2023 FSA Podium and Poster Abstracts
P039: CONSERVATIVE MANAGEMENT OF AN UNCOMMON CASE OF HELLP SYNDROME COMPLICATED BY LIVER HEMATOMA CAUSING GASTRIC OUTLET OBSTRUCTION
Miguel E Perez-Viloria, MD; Charles Caltagirone, MD; Carolina De La Cuesta, MD; Mount Sinai Medical Center
Introduction: HELLP syndrome, characterized by hemolysis, elevated liver enzymes and low platelets, is a multisystemic disorder with an incidence of up to 0.9% in all pregnancies and occurs in about 25% of pre-eclamptic patients. It can lead to life-threatening complications for both the mother and the fetus.
Subcapsular liver hematoma is a rare complication of HELLP syndrome, occurring in <2% of patients. The pathogenesis of hepatic hematoma formation is complex and not well understood.
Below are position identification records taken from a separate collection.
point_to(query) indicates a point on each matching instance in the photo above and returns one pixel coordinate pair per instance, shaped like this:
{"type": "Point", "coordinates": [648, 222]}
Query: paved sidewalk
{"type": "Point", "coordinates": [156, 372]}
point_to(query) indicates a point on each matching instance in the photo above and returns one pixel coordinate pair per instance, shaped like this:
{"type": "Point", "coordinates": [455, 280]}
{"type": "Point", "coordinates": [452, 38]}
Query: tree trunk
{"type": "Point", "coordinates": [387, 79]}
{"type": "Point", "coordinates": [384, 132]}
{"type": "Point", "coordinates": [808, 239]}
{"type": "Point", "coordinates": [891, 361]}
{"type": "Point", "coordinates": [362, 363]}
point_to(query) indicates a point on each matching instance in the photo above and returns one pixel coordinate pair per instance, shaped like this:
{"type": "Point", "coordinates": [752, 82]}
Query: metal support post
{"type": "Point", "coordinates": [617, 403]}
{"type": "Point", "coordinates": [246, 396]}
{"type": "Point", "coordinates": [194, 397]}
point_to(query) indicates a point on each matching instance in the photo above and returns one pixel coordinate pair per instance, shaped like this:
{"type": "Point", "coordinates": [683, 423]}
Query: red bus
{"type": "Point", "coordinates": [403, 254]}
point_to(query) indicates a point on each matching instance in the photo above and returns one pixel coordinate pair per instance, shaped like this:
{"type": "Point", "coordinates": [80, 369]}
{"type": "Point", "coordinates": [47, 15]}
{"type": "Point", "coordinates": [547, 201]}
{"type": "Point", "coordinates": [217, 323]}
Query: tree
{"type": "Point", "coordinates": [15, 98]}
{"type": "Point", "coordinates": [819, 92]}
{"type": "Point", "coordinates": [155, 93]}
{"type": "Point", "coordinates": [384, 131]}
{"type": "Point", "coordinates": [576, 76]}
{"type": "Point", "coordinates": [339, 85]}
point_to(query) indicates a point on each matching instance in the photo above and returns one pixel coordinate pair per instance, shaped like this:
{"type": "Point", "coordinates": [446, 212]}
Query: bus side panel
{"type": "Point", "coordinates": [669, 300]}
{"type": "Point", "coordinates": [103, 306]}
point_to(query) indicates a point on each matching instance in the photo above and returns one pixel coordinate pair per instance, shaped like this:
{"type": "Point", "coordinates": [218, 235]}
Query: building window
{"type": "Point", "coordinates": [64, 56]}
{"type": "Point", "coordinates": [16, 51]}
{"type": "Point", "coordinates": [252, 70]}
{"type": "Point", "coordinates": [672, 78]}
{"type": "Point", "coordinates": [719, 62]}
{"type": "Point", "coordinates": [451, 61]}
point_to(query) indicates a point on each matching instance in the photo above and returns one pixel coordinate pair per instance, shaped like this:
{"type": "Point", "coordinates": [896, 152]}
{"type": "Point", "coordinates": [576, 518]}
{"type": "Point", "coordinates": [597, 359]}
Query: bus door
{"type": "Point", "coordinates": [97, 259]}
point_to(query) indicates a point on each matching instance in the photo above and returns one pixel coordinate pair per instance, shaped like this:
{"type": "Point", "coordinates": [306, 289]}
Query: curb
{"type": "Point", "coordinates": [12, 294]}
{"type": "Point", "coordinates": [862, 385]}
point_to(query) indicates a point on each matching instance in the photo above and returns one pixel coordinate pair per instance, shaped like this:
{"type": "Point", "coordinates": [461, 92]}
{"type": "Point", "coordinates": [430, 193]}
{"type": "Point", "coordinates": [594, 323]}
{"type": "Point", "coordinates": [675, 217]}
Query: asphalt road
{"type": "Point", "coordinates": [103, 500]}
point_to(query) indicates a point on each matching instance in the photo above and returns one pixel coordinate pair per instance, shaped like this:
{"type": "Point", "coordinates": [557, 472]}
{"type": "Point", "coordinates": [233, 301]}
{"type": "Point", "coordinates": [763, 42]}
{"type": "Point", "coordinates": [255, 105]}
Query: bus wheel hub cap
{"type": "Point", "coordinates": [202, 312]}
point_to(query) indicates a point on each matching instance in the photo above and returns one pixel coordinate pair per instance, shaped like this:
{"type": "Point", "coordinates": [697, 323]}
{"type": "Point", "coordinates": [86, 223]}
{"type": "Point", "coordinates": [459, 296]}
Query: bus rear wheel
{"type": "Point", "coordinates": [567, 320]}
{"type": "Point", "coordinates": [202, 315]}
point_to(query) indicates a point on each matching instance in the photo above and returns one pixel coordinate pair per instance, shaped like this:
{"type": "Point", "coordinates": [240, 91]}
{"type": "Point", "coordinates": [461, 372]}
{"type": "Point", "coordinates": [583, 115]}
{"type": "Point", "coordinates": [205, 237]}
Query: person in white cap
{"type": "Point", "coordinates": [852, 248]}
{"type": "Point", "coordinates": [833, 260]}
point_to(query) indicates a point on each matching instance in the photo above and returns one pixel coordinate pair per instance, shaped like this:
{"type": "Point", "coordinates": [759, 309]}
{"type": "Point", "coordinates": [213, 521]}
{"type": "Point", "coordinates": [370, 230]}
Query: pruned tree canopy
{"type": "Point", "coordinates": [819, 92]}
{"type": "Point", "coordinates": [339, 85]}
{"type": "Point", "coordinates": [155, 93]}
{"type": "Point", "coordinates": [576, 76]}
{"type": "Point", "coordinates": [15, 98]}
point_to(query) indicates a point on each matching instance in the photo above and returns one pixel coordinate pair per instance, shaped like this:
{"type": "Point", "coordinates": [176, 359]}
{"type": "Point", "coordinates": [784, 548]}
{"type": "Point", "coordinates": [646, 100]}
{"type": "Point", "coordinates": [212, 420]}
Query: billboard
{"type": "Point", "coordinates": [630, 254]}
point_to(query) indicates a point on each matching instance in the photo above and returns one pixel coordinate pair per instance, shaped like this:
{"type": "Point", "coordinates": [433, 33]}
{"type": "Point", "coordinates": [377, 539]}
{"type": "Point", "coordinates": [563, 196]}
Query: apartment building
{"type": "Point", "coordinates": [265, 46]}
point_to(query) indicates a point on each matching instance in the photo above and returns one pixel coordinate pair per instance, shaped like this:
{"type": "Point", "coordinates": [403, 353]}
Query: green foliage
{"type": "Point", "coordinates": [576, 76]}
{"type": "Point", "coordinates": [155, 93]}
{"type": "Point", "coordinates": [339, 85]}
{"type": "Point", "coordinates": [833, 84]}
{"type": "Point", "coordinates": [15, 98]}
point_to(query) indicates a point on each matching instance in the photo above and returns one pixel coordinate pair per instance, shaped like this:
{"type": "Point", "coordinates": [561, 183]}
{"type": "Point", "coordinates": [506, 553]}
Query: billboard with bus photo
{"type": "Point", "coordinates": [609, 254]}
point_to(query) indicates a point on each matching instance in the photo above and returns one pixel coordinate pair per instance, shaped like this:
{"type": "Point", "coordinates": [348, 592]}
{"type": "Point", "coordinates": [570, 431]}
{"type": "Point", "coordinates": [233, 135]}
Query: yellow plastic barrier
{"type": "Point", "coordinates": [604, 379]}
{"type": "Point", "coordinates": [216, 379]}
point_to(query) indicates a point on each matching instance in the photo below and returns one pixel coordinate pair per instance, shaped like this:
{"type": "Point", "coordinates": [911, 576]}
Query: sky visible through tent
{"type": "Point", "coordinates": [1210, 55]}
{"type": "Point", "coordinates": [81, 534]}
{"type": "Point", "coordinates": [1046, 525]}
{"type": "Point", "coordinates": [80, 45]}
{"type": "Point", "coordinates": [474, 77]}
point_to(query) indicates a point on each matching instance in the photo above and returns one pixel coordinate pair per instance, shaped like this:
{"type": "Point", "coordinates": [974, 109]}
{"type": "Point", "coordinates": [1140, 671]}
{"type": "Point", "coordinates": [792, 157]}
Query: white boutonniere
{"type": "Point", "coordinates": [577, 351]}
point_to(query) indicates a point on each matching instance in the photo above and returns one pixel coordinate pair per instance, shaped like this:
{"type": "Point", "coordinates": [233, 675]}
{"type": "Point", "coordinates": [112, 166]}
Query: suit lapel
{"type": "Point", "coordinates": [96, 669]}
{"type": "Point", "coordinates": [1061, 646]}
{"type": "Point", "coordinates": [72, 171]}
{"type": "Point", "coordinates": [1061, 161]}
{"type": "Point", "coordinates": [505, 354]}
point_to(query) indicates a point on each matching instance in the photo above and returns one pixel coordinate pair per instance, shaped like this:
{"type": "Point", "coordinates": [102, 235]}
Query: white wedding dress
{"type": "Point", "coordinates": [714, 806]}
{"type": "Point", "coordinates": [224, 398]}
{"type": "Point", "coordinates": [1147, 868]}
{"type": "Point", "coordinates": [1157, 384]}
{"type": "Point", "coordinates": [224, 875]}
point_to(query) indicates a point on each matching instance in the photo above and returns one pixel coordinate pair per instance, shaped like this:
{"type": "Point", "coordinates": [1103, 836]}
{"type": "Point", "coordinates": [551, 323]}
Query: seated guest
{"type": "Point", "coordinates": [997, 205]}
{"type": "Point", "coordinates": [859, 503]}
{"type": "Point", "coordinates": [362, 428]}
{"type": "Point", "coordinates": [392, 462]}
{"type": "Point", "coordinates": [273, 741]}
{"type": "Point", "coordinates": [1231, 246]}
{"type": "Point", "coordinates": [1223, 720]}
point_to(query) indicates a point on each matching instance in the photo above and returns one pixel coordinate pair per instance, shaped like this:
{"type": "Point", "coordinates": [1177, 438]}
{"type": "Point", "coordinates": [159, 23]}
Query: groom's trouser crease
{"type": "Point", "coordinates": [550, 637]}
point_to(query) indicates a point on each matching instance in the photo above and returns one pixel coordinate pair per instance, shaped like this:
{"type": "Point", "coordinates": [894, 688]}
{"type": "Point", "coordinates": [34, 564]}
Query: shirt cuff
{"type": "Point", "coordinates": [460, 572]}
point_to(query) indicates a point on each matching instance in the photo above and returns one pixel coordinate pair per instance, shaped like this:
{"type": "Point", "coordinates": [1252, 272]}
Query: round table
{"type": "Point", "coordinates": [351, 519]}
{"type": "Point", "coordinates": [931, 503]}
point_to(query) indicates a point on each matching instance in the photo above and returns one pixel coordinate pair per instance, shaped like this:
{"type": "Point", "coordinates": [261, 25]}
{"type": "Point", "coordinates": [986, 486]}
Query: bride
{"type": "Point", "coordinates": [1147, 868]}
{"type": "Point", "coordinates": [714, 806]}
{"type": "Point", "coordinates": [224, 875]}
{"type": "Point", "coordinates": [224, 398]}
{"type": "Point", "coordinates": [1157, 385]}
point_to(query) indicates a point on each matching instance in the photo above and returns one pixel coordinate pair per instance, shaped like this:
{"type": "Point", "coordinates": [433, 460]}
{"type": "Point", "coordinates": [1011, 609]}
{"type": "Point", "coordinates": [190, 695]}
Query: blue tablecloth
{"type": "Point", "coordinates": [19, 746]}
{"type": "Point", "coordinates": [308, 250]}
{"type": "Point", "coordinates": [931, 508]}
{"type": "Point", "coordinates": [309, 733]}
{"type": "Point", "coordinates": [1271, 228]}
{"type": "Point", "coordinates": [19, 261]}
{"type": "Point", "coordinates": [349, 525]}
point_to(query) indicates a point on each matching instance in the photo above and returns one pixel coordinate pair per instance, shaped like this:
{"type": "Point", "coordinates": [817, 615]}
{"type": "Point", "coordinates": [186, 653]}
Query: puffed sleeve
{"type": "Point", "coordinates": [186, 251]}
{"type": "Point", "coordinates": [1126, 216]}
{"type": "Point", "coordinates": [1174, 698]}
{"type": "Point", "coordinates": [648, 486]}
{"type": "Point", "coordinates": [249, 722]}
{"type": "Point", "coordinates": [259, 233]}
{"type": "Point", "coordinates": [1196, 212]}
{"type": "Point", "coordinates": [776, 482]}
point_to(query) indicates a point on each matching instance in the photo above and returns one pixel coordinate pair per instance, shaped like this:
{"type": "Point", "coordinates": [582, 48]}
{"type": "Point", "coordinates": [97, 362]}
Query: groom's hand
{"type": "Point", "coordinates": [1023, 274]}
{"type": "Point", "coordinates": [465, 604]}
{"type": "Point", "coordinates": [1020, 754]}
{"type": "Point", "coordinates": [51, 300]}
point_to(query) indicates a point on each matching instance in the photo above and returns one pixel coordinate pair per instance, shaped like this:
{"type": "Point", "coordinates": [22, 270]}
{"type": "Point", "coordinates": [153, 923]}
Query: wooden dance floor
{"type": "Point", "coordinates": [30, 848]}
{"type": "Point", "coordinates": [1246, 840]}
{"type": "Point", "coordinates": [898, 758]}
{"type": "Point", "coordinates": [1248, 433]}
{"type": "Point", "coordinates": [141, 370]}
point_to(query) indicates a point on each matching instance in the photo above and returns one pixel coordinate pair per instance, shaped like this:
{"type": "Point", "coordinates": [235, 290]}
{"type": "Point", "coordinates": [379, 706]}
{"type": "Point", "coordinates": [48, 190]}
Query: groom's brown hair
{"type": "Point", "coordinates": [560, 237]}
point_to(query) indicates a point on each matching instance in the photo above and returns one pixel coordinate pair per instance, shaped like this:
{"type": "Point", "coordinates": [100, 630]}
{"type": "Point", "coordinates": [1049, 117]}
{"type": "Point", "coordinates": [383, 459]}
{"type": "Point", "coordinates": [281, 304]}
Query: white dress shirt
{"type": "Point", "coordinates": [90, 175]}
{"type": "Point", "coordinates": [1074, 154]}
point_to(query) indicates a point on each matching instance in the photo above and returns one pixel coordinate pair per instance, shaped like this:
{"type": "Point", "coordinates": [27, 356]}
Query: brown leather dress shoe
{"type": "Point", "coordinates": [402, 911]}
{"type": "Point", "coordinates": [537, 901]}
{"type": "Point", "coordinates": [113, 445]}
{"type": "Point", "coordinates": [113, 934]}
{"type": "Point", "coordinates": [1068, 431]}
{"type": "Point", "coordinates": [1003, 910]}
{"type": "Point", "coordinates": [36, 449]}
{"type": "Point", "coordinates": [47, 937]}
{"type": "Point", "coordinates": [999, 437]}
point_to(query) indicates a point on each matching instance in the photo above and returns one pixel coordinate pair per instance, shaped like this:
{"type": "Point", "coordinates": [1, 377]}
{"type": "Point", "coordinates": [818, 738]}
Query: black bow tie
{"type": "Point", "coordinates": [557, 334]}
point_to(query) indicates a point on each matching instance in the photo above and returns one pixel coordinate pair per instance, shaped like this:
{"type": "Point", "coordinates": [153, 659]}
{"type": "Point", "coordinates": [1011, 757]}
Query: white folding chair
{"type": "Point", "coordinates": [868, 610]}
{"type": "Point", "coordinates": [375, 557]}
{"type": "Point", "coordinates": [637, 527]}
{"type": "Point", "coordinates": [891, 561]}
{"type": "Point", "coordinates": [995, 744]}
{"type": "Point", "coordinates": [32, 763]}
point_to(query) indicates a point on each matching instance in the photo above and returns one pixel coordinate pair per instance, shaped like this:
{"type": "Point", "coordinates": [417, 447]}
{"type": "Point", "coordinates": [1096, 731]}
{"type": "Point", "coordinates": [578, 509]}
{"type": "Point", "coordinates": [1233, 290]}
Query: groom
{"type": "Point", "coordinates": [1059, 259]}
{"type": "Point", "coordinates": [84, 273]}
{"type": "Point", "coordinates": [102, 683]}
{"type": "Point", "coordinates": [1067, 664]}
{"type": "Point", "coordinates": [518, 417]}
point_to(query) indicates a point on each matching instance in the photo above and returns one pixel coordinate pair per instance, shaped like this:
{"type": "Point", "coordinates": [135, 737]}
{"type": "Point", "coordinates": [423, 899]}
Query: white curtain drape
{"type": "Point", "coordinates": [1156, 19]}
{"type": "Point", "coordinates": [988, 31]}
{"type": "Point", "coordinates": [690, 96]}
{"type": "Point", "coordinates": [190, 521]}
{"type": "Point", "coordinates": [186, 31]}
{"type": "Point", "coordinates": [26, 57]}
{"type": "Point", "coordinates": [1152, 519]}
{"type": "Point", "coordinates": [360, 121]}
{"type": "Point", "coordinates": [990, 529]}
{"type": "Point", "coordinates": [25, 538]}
Gastric outlet obstruction (GOO) is a clinical syndrome characterized by epigastric abdominal pain and postprandial vomiting due to mechanical obstruction.
In this case report, we present a unique and rare case of a pregnant patient who developed HELLP syndrome complicated by a subcapsular hematoma that caused gastric outlet obstruction.
Case Description: 37yo G3P1, at 34 weeks 5 days of pregnancy complicated by pregnancy induced hypertension, gestational diabetes, and a short cervix requiring cerclage during the current pregnancy, who was admitted to the L&D floor for induction of labor due to presentation of HELLP syndrome (SBP of 160mmHg, elevated liver enzymes (AST/ALT 574/1004) and platelets of 42 10^3/uL). Patient was started on magnesium for seizure prevention along with betamethasone for fetal lung maturity. The patient delivered the following day via normal spontaneous vaginal delivery.
In the postpartum period, the patient endorsed RUQ abdominal pain, increasing abdominal distention, and decreased tolerance to oral intake. She then became hypotensive and a drop in her hemoglobin from 12.9 g/dL to 10g/dL was noted. A RUQ US showed a subcapsular fluid collection (Fig. 1) and a CT abdomen and pelvis (CTAP) confirmed a large subcapsular hematoma with active extravasation and mass effect on multiple organs, specifically the pylorus causing a gastric outlet obstruction (Fig. 2). A nasogastric tube was placed, the patient was transferred to the SICU, and interventional radiology was consulted for embolization of the suspected bleeding vessel.
Patient then underwent successful embolization of 2 small vessels in liver segments 7 and 8, as well as bilateral embolization of uterine arteries. Over the next few days, she continued to require PRBC transfusions for Hb levels as low as 6.4g/dL.
With conservative management of NPO and NGT, her abdominal pain began to improve and on post-embolization day 6, the patient’s LFT began to downtrend AST/ALT 266/888. She was still unable to tolerate oral intake and was started on TPN. On day 9, repeat CTAP showed interval decrease in size of perihepatic hematoma with no mass effect on the pylorus. LFT’s downtrend (AST/ALT 72/97) and platelets normalized (238 10^3/uL). The patient was started on and tolerated a clear liquid diet and was progressively advanced to solid food; ultimately being discharged home.
Conclusion: This case report will provide insight into the management of HELLP syndrome complicated by a subcapsular hematoma and gastric outlet obstruction, a situation that is poorly described in the medical literature.